The 2018 Future of Jobs Report from the World Economic Forum predicted that disruptions in the labour market could lead to an erosion of 75 million jobs by 2025. The third and the latest edition of the Future of Jobs reports estimates that these disruptions will displace approximately 85 million jobs. That’s quite a steep drop.
The need to build upskilling and reskilling strategies is now high on the enterprise priority checklist. This was so even before the pandemic. With the onset of the pandemic, however, enterprises must work faster on these initiatives to get their workforce up to speed to thrive in a world that is largely digital and software-defined.
The upskilling agenda
Upskilling is not only about technical skills
As change becomes a constant and jobs transform, upskilling and reskilling become an organizational imperative to maintain competitiveness. Upskilling is not just about increasing technical competency to thrive in a digital world. It is equally about improving resilience and developing the power skills of employees to develop resistance against challenges and threats brought about because of a highly volatile market.
How people learn is changing
For enterprises, the focus must not only be on driving upskilling and reskilling initiatives but also on evaluating how people learn. A Deloitte 2019 study on human capital trends recognizes the need to change the way people learn as a key HR trend. It further states that 86% of the respondents felt this was an essential issue.
Apart from having robust training programs, enterprises need to pay attention to ‘how’ training is delivered. A lot has changed since the dawn of the pandemic, and we are now looking at workplace transformation. With workplaces moving towards a hybrid avatar and organizations becoming boundary-less owing to technology adoption and globalization, it is becoming essential to ensure enterprises can provide equal learning opportunities to all – irrespective of location.
Continuous learning is here to stay
The focus on reskilling and upskilling will have to be ongoing and opportunistic any longer especially as skills and expertise become outdated every few years. Workplaces need to ensure employees have “always-on” access to training as change becomes continuous.
Creating greater accessibility
Additionally, enterprises also must think about improving access to learning and knowledge. This is especially important as millennials become the dominant demographic in the workplace and demand opportunities to leverage growth and learning as key influencers and drivers of engagement. Creating an environment that is conducive to learning by creating opportunities to learn from industry stalwarts and influencers in a location-agnostic manner becomes a critical enterprise capability.
The role of technology in driving training and knowledge equity
There’s little doubt that enterprises now need cutting-edge technology solutions to power up their training strategies as well as execution initiatives. The right AV technology and correctly designed solutions can make training engaging, influential, and sticky. Incorporating visual collaboration solutions into learning and training spaces is now essential. Delivering highly impactful learning experiences both online and on-site become critical contributors to both employee and organizational success.
The hybrid workplace is a fluid and dynamic entity that adapts and reconfigures the space with technology to remain connected. Creating an innovative infrastructure that allows multi-point conferencing and two-way AV communication now has to become an organic part of training room design to augment training interactions.
AV technology such as video walls and interactive classrooms can also play a big role in enhancing the outcomes of upskilling and reskilling initiatives. Such immersive solutions can drive engagement and build greater participation. It becomes an essential technology to foster learning in a hybrid workplace and helps in building learning equity for the entire workforce.
AV Technology can be a great enabler of great training outcomes especially because effective training and learning programs have now become dependent on effective interactions. Uni-directional training methodologies and learning experiences are no longer relevant in today’s age. Choppy training interactions, poor quality video, and broken audio can hardly be expected to deliver great training outcomes.
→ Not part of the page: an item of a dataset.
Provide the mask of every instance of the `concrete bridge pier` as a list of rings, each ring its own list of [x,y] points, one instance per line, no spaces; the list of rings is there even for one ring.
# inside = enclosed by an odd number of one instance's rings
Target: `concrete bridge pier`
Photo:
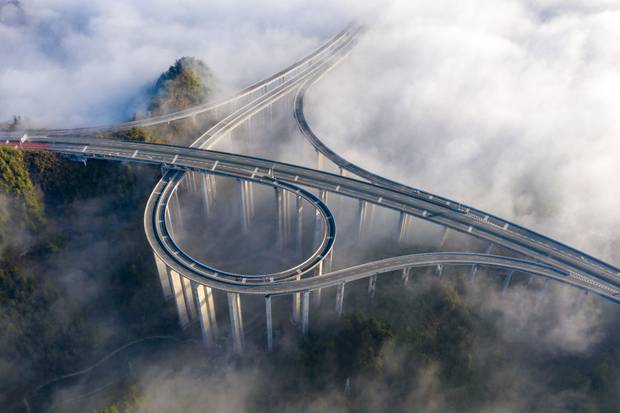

As such, complementing great training content with the right AV technology solution becomes an essential point of consideration for enterprises who want their upskilling initiatives to deliver powerful learning outcomes.
Training room design, as such, needs careful calibration and should:
- Be designed to share audio, video, data, and documents
- Ensure interactive delivery of presentations and messages
- Allow annotation facility through interactive touch panel display, interactive boards
- Ensure that display devices are powered by daylight view technology for clear projections in well-lit rooms
- Provide wireless projection systems for hassle-free presentation
- Enable capturing, recording, and streaming of audio, video, and presentation over the network.
- Offer multimedia lecterns for the presenter for easy lecture delivery
- Provide sound reinforcement (audio system) for clarity of speech
Along with all this, enterprises also need to prepare to accommodate new trends like virtual reality to power up training programs in the near future. A cursory look at enterprises only re-emphasizes the words of Peter Drucker. He said, “The only skill that will be important in the 21st century is the skill of learning new skills. Everything else will become obsolete over time.”
These words are almost prophetic in the modern-day business scenario. As organizational capabilities become directly interlinked with employee success, enterprises need to build the capabilities to make learning a continuous and organic part of their cultural DNA. AV technology can play a great role in augmenting these outcomes and holds the promise to be the catalyst to drive great learning outcomes. Improved organizational agility, better employee engagement and experience, and higher profitability then become organic outcomes of these investments.